COMMISSION EUROPEENNE POUR LA DEMOCRATIE PAR LE DROIT

(COMMISSION DE VENISE)

 

 

observations

sur le projet d’AMENDeMENTS

a la constitution

de la REPUBLIKA SRPSKA

 

par

 

M. Jean-Claude SCHOLSEM

(Membre suppléant, Belgique)

 

 

 

 

1.  Les amendements à analyser sont très nombreux. D’emblée, le présent avis laissera sur le côté ceux qui se rapportent à la propriété dont l’analyse demande une connaissance précise de la situation en Republika Srpska (R.S.) (amendements CXXXV à CXXXIX).

 

De la même manière, ne seront pas couverts par le présent avis les amendements concernant l’organisation territoriale et le gouvernement local (amendements CXLI à CXLVII) qui relèvent plus spécifiquement du Conseil des pouvoirs régionaux et locaux.

 

Cet avis sera donc divisé en deux parties : la première relative aux droits de l’homme et aux libertés (amendements CXXV à CXXXIV ainsi que l’amendement CXXXVII), la seconde consacrée à d’autres amendements de portée institutionnelle.

 

Amendements relatifs aux droits de l’homme et aux libertés

 

Considérations générales

 

2.  Avant d’aborder ces divers amendements, il convient de resituer le problème dans son contexte général.

 

La Constitution de la R.S. contient de très nombreuses dispositions relatives à cette matière (art. 10 à 49). Les droits définis sont de nature fort diverse : l’égalité (art. 10) ; des droits de nature civile et politique (art. 11 à 34) et d’autres de portée économique et sociale (art. 35 à 43).

 

La R.S. faisant partie d’un État fédéral (la Bosnie-Herzégovine ; B.H.), les droits définis par la Constitution de cet État s’appliquent directement en Republika Srpska.

 

La Constitution de la B.H. est spécialement généreuse en ce qui concerne ces droits. Elle incorpore dans son texte des droits et libertés énumérés par la Convention de sauvegarde des droits de l’homme et des libertés fondamentales (ci après : CEDH) ainsi que par ses protocoles additionnels (Const. B.H., art. II (2)). Elle assure à ces droits primauté sur tout autre source de droit. Elle garantit à toute personne vivant sur le territoire de la B.H. certains droits énumérés dans la Constitution à l’article II (3) a) à m). Enfin, l’annexe I de cette Constitution énumère les autres textes internationaux en matière de droits de l’homme applicables en B.H.

 

3.  Dans ce cadre, la coordination entre les droits fondamentaux énumérés par une Constitution fédérée (celle de la R.S.) et ceux définis par la Constitution fédérale (celle de B.H.) devient un enjeu majeur.

 

Ce problème est résolu par l’article 49, §§ 3, 4 et 5 de la Constitution de la R.S., dispositions introduites sur recommandation de la Commission de Venise.

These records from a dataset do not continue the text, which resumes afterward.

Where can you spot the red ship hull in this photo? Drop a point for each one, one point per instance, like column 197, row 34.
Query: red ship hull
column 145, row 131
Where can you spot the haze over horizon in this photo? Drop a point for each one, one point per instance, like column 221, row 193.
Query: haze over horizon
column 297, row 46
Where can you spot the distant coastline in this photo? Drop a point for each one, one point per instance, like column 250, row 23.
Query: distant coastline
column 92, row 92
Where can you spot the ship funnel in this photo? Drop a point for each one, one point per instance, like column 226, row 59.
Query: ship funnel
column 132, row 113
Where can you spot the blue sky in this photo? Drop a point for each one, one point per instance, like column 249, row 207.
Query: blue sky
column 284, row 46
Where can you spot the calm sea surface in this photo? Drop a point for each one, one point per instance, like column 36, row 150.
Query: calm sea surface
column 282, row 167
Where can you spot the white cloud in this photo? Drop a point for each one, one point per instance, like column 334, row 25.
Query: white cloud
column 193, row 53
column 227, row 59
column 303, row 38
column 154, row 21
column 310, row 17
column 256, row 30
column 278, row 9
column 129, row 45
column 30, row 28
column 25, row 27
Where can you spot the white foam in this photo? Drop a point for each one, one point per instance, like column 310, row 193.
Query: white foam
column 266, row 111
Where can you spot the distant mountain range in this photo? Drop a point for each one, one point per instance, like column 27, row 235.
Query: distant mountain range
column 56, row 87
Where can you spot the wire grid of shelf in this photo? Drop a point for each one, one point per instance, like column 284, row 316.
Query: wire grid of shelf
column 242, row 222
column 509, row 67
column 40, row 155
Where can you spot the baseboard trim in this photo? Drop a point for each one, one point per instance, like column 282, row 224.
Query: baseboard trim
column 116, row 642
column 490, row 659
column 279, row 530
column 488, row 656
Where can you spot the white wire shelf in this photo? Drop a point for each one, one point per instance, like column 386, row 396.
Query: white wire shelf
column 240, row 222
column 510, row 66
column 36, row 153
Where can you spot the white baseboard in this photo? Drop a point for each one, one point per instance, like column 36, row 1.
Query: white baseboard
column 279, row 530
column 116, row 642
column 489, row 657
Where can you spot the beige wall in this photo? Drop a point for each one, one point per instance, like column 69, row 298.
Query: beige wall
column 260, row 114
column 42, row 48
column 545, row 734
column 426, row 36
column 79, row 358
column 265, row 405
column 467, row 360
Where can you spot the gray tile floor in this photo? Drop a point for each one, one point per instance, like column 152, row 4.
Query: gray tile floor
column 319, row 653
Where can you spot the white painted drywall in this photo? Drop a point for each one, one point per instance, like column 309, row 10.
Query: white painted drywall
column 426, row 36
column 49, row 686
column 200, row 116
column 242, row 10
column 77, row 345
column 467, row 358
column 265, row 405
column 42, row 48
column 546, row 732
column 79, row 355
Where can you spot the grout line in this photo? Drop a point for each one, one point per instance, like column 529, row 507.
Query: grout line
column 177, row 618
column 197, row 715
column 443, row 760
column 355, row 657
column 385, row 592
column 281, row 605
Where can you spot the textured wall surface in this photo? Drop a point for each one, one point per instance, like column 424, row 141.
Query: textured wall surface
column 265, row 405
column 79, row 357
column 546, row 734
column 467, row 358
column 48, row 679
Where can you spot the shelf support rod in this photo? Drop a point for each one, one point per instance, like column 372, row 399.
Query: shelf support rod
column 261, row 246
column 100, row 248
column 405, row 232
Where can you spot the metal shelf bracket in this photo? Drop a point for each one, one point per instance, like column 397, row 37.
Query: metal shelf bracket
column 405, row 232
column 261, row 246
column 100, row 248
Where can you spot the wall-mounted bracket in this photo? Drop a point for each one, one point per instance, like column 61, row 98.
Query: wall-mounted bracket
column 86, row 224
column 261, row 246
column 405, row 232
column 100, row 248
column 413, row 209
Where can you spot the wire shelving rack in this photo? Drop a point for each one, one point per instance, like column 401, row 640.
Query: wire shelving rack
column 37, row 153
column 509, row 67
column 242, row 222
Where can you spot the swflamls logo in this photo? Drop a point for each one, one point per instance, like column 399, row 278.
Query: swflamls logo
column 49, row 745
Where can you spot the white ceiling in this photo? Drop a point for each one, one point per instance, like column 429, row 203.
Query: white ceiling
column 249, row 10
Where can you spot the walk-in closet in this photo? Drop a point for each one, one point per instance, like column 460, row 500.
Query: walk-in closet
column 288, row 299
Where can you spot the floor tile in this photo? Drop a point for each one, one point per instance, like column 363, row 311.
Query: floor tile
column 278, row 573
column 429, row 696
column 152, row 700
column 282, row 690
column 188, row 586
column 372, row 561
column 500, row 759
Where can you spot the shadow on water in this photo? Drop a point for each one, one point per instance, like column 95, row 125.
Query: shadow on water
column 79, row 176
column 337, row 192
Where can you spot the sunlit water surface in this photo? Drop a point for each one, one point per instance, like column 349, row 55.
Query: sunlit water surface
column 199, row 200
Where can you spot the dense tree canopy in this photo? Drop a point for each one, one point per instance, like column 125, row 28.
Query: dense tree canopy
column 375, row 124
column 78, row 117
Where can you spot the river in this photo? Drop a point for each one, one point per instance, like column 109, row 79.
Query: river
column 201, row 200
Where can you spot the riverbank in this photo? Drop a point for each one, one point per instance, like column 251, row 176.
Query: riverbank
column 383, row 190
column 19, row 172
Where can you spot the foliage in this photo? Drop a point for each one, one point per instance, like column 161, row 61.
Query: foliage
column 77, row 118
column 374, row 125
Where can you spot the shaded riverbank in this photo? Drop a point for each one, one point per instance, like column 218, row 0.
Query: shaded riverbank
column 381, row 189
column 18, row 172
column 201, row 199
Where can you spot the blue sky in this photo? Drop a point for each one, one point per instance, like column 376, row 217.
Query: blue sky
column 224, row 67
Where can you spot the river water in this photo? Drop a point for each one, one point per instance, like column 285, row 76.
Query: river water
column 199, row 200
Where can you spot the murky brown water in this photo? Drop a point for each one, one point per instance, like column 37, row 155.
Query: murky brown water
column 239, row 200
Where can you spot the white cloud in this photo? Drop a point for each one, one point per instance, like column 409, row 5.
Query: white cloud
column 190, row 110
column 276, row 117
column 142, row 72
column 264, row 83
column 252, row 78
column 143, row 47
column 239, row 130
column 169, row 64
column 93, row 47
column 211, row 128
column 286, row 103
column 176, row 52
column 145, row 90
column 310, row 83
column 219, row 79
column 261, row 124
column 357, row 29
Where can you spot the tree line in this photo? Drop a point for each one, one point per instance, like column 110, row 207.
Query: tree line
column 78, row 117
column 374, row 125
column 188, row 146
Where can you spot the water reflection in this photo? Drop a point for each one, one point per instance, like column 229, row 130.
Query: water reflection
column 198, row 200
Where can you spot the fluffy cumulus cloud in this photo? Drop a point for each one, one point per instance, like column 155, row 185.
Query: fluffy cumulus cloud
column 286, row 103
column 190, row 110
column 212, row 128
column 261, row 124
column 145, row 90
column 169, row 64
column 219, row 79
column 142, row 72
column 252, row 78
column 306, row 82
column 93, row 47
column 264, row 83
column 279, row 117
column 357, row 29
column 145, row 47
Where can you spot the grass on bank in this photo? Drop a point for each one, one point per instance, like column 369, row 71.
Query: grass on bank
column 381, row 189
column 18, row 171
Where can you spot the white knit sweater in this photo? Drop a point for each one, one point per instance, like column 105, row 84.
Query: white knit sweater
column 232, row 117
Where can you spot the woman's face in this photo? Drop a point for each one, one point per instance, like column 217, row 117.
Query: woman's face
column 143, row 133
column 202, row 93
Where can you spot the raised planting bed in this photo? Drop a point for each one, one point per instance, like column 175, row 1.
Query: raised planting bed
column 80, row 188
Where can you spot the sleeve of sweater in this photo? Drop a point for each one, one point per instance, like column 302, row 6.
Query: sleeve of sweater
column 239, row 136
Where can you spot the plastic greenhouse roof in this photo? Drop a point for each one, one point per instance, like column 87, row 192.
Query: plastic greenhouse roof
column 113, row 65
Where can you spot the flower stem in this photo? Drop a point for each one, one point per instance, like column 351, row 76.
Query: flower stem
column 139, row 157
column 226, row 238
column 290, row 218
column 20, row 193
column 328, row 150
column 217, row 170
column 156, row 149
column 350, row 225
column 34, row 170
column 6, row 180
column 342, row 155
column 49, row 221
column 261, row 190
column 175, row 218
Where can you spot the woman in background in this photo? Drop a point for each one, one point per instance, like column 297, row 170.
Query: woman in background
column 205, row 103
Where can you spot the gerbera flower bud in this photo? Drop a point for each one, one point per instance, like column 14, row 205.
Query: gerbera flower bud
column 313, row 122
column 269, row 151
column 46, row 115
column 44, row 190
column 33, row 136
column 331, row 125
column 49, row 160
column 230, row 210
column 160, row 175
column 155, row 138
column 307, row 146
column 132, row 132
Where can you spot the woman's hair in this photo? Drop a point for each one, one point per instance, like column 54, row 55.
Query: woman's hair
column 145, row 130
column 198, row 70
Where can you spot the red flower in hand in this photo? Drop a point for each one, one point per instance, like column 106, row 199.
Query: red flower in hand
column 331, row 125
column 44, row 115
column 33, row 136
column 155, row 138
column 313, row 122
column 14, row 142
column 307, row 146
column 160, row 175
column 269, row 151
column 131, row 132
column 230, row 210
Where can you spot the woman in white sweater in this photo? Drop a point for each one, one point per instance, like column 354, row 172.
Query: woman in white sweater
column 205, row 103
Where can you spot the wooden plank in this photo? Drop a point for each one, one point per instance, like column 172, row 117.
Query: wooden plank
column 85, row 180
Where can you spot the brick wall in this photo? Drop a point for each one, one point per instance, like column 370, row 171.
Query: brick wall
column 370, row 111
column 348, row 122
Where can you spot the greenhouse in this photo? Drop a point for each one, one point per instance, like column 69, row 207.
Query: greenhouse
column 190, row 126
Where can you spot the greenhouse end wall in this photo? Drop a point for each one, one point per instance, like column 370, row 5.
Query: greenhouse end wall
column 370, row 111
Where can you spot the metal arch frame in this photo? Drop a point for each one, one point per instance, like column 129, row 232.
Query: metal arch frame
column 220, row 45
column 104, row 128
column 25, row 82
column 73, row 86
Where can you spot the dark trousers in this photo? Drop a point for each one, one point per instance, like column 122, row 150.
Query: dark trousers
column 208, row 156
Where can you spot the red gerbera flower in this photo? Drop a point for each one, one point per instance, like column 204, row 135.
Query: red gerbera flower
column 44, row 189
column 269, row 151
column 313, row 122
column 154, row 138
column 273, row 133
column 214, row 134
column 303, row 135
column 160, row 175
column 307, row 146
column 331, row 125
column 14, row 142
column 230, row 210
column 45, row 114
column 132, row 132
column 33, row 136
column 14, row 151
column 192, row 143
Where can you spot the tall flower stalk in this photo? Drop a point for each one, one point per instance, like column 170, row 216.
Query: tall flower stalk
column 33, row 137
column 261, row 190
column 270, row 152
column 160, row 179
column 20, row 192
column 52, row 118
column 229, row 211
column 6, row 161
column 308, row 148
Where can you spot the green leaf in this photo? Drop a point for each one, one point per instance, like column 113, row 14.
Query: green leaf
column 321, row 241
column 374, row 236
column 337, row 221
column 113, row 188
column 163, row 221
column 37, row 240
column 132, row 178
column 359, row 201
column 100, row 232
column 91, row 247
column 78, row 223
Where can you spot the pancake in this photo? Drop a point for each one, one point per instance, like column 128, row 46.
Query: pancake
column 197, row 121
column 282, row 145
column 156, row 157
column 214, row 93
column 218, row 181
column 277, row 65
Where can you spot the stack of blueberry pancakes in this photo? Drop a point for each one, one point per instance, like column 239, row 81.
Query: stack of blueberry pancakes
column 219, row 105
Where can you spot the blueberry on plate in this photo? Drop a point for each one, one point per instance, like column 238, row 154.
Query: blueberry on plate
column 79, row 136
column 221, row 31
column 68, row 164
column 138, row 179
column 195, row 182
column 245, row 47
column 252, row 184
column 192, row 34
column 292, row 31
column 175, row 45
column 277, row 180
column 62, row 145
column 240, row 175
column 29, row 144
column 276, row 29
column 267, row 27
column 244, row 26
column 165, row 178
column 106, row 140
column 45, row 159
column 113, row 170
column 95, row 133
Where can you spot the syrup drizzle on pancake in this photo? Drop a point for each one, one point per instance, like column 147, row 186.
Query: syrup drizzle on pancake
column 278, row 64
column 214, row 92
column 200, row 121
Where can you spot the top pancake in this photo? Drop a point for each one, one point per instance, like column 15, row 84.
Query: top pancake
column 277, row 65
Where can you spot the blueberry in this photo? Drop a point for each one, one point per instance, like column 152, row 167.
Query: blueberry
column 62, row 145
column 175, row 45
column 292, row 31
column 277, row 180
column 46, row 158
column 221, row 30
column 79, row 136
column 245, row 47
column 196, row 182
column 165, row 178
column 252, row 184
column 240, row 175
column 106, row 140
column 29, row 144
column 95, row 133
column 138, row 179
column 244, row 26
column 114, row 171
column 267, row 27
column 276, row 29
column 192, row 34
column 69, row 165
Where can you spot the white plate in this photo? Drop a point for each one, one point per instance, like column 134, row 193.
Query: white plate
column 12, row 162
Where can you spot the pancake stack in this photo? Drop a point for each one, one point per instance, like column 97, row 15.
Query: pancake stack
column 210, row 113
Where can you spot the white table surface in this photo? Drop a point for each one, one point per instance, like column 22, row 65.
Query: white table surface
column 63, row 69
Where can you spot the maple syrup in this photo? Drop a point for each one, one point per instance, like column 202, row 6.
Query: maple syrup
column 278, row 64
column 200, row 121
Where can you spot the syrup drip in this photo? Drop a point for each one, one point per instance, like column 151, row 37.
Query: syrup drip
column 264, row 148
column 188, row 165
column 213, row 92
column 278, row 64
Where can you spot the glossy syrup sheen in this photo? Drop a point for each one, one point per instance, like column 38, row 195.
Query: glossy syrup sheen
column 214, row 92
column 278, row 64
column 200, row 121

L’article 49, § 3 énonce :

 

« In the case there are differences between the provisions on rights and freedoms of the Constitution of Republika Srpska and those of the Constitution of Bosnia and Herzegovina, the provisions which are more favourable for the individual shall be applied ».

 

La Commission de Venise s’est réjouie de cette approche, en soulignant qu’ « [i]l n’est donc pas capital que l’énoncé de chacun des articles [de la Constitution de la R.S.] soit pleinement conforme avec l’interprétation la plus récente des instruments juridiques internationaux »[1].

L’article 49, § 4, stipule :

 

« The provisions of Articles 10, 21, 30, 32, 33, 34, 38 and 43 of the Constitution on rights and freedoms of citizens shall be considered the provisions on human rights and fundamental freedoms and shall apply to all, not only to citizens. »

 

L’article 49, § 5, prévoit :

 

« The provisions of Articles 13, 22, 23, 24, 25, 26, 28 and 30 of the Constitution on rights and freedoms shall be exercised in conformity with related provisions of Articles 8 through 11 of the European Convention for the Protection of Human Rights and Fundamental Freedoms. »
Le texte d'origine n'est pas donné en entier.